Hence, step by voluntary step, people relinquish more and more of their self-determination, they have less practical control of their own property, they sacrifice the freedom to raise their own children. Meanwhile, the government develops a thousand little laws to guide and determine “correct” behavior, eventually making virtue more a matter of obeying the rules than of developing good character, of submission and compliance rather than salvation and self-reliance. Increasingly, the people have given up the right to assert most of the self-governing authority that makes humans truly free in political terms.
They are, however, still permitted to make day-to-day decisions about their pleasures and amusements — what to eat, where to travel during the vacation, how to make money, how to entertain themselves, and so on. And because people have long since become focused primarily on such comforts and pleasures as the ruling aims of their souls, they easily fall into mistaking the state’s permission to make such day-to-day decisions for liberty, and even into confusing the increasing array of acceptable “lifestyle options” available to people detached from any principles of morality or wisdom with an enhancement of liberty, as though living without any guiding notions of human meaning or purpose constituted a freer kind of life.
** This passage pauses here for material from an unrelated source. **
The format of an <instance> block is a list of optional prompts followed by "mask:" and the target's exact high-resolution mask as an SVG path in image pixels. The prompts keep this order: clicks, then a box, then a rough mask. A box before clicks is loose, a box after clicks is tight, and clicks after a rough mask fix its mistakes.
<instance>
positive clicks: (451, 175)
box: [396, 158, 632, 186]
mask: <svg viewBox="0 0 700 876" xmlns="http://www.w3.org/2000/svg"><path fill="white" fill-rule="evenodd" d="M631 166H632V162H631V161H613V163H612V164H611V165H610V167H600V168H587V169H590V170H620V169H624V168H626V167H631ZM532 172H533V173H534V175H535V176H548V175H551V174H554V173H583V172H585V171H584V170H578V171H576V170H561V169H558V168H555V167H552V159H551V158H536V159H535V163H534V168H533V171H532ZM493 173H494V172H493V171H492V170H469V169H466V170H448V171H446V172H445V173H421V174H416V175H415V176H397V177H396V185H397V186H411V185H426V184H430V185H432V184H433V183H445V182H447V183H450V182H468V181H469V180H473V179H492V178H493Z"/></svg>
Their lives are now controlled or manipulated by an all-powerful government in every important way. But they gave up their freedom freely, by choice. They voted for it. Because they still participate in multi-party elections, they do not realize that they are just as surely enslaved as any people ruled by an iron-fisted tyrant, i.e., that their “freely elected government” is as powerful as any tyrant, and they, correspondingly, as powerless as any tyrannized people. And because they live for ease and pleasure, they do not rebel against their limiting conditions, which were pitched to them as a guarantor of comfort, so the society remains “peaceful.” People believe they are happy if they have amusement, wealth, and relative physical security. Everyone works at his job, enjoys his dinner, plays his private games, and consumes the necessary moral and intellectual soporifics (alcohol, drugs, recreational sex, popular idols, mass entertainments) so that he never falls into thinking about why he is living on these terms, or whether there might be a better way. Society is reduced to perfect utilitarianism — little more than an efficient industrial process, comparable to a factory, with everyone performing his proper role, passively and largely without significant complaint, certainly not the kind of complaint that would threaten to fundamentally alter the despotic institutions.
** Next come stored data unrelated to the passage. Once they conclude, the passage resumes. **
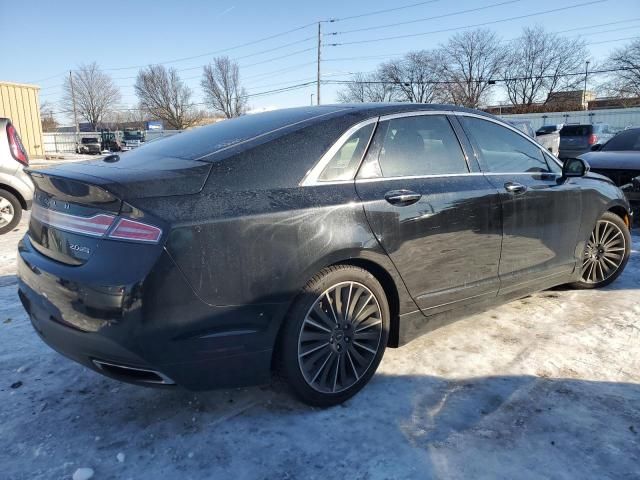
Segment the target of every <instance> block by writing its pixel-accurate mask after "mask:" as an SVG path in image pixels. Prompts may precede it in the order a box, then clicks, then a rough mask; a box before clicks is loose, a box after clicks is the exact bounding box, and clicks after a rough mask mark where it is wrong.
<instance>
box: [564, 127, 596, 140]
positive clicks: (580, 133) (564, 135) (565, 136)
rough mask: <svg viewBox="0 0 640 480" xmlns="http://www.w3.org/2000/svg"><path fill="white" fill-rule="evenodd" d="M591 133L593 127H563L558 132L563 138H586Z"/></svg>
mask: <svg viewBox="0 0 640 480" xmlns="http://www.w3.org/2000/svg"><path fill="white" fill-rule="evenodd" d="M592 133H593V125H565V126H564V127H562V130H560V135H562V136H563V137H588V136H589V135H591V134H592Z"/></svg>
Tocqueville believed this was the most likely way that a free republic would destroy itself. A prosperous and successful democracy, tamed by a life of comfort and security, would not easily allow its freedom to be overwhelmed by a traditional tyrant through force. It would, however, willingly give up its freedom incrementally, to a professional committee of quasi-benign tyrants (or their spokesmen), in the name of increased comfort and security. And as long as the people continued to be permitted to vote for their representative administrators periodically, they would easily be persuaded that they were still free. Persuading adults of almost anything is relatively simple, as Huxley’s fiction nicely demonstrates, if you have previously raised those adults from childhood according to your own notions, and limited their thinking in accordance with your own goals, and if, in addition, you are careful never to seem to be reducing the supply of the people’s most cherished goods, pleasure and safety.
Tocqueville called this hypothetical condition of tyranny with invisible chains and happily obedient slaves “soft despotism.” Huxley, one century later, saw this condition developing in progressive late modernity and imagined it as the precursor to a scientifically micromanaged, all-controlling World State.
Today, we may simply call this condition “us.”